Kerst in Portugal

Mijn vriend en ik zaten thuis op de bank, voor ons een laptopscherm waar mijn schoonfamilie was teruggebracht tot een paar pixels. Het oog van mijn zwager werd afgedekt met het pijltje van de muis, hij zag eruit als een moderne zeerover. We hadden hem en mijn schoonouders al sinds februari niet live gezien en een paar weken geleden besloten ook met kerst niet naar Portugal te gaan. Het was de eerste keer in acht jaar.

Ik verlangde al jaren naar een kerst in de kou, waar ik zelf mocht bepalen wat te eten, wanneer te slapen, hoe te ademen. Als ik naar mijn schoonouders ging liet ik mijn vrije wil altijd op Schiphol achter. Daarnaast was de traditionele kerstmaaltijd vreselijk: gekookte kool met broccoli en kikkererwten. En dan moest je ook nog een hele avond worstelen met de luchthapperij verpakt in gesprekken over eten. ‘Lekker hè aardappels?’ ‘Geef mij de kikkererwten eens aan.’ Drie uur lang.

Nooit een keer een echt gesprek over iemands gevoelens en gedachtes. Terwijl daar zoveel broeide. Mijn schoonvader kreeg in 2017 een hersenbloeding. Hij gleed tijdens het televisiekijken van de bank, zo de tussenwereld in. Daarna moest hij weer leren lopen en leren praten, wat moeizaam ging. Maandenlang opgesloten in zijn eigen hoofd. We zagen hem worstelen, vroegen of we hem konden helpen, maar hij schreeuwde niet, huilde niet en wuifde een hulpvraag weg met zijn hand. Toen de woorden langzaam terugkwamen, antwoordde hij met  ‘gaat wel’ en dat was het dan.

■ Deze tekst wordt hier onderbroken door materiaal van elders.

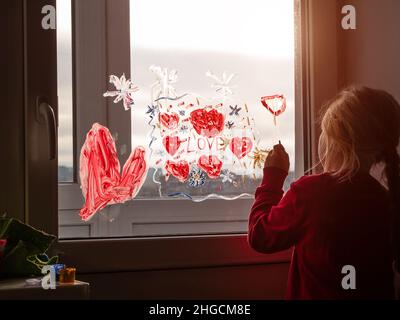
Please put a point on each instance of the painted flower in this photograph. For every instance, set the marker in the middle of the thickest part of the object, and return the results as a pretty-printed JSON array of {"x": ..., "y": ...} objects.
[
  {"x": 197, "y": 178},
  {"x": 124, "y": 91}
]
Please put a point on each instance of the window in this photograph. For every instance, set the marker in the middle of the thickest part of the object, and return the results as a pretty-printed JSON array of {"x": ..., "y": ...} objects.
[{"x": 254, "y": 40}]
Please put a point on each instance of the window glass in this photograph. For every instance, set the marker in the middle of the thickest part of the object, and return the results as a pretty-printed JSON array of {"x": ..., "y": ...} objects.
[
  {"x": 253, "y": 40},
  {"x": 205, "y": 42},
  {"x": 64, "y": 66}
]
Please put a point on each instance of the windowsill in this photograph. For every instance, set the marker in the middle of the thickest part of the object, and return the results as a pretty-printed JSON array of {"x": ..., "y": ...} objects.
[{"x": 123, "y": 255}]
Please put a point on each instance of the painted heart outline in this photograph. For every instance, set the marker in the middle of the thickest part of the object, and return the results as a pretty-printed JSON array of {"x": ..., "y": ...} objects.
[
  {"x": 102, "y": 183},
  {"x": 276, "y": 104}
]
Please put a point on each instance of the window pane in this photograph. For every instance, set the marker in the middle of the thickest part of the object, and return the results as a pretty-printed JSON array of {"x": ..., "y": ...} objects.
[
  {"x": 253, "y": 40},
  {"x": 65, "y": 114}
]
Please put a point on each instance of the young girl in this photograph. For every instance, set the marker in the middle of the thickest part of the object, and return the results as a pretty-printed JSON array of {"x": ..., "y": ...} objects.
[{"x": 342, "y": 217}]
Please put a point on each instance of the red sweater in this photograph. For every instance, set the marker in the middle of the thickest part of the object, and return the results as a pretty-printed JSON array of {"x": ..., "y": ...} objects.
[{"x": 330, "y": 224}]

Het diner werd opgediend. Mijn schoonvader schoof een blad kool dubbelgevouwen naar binnen vlak voor de camera. Wat was eigenlijk erger? Zelf kleffe natte groente eten met kerst of op zo’n feestdag kijken naar mensen die kleffe natte groente eten? Naast mij zat mijn vriend al op zijn mobiel. Na een half uur kauwende stilte opperde hij uit verveling maar een spelletje te gaan doen, in zijn kerstpakket zat een kaartenset met daarop prikkelende persoonlijke vragen.

‘Wat staat er op je bucketlist?’ vroeg hij een paar minuten later aan zijn broer die al een paar jaar als trainer bij Sporting Lissabon werkte. ‘De Champions League winnen.’ Aan zijn moeder: ‘Wat voor instrument wil je bespelen’, ‘Piano!’ zei ze. De antwoorden werden langer toen de vragen persoonlijker werden. ’Wanneer heb je voor het laatst gehuild?’ Mijn zwager: ‘Toen papa een hersenbloeding kreeg. Ik wist niet of hij het zou overleven.’ We knikten allemaal, niemand wist het.

De stem van mijn vriend werd zachter toen hij het kaartje voor zijn vader trok. ‘Wat was het moeilijkste dat je in je leven hebt ervaren?’ Die was even stil. ‘Die hersenbloeding. Ik wil zo graag weer goed kunnen praten. Zo graag.’

Ik slikte. Na een uur zoom, leerde ik meer over de binnenwereld van mijn schoonfamilie dan in acht kerstmissen bij hen aan tafel. Na twee uur vroeg mijn vriend mijn schoonmoeder: ‘Hoe vier je het liefste kerst?’ Ze trok haar mondhoeken omlaag en zuchtte. ‘Ik zou het zo fijn vinden als jullie hier weer zijn.’ Ik glimlachte. ‘Volgend jaar’, beloofde ik. Maar dan gaan die kaarten wel mee.